Just one was enough to take out FA last time, and you're threatenting me with three!


----------



## Tikara (Dec 1, 2005)

How do I search for specific pictures and keywords?

That get's asked ALL the time... >_>


----------



## Dragoneer (Dec 1, 2005)

Tikara said:
			
		

> How do I search for specific pictures and keywords?
> 
> That get's asked ALL the time... >_>


That's true!


----------



## Pico (Dec 2, 2005)

Tikara said:
			
		

> How do I search for specific pictures and keywords?
> 
> That get's asked ALL the time... >_>



I think a better search method should be provided altogether.  The "find <keyword>" thing is just stupid.


----------



## Dragoneer (Dec 2, 2005)

Pico said:
			
		

> Tikara said:
> 
> 
> 
> ...


I think we need seperate user/file search, where the user search can search on names via wildcard. So, "Wolf" in the user search will yield results to anybody with "Wolf" in the their name.

To be added down the road.


----------



## starlite528 (Dec 2, 2005)

oh yeah definatley.  the search should automatically search for keywords in submissions or titles, if the search term does not match to any usernames.


----------



## Dragoneer (Dec 2, 2005)

starlite528 said:
			
		

> oh yeah definatley.  the search should automatically search for keywords in submissions or titles, if the search term does not match to any usernames.
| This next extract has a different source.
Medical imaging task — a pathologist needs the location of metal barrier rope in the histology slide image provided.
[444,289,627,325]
Well, sometime in January/February FA will outline a lot of it's future goals as we have a lot planned. We'll solicit better feedback and announced some of the awesome ideas we've got planned (and that are already in the works!).

Stability first, however.


----------



## Almafeta (Dec 4, 2005)

"Will FurAffinity be using ads again?"

"If so, what sort of ads will be used?"

"Will we be able to buy ads on FurAffinity?"


----------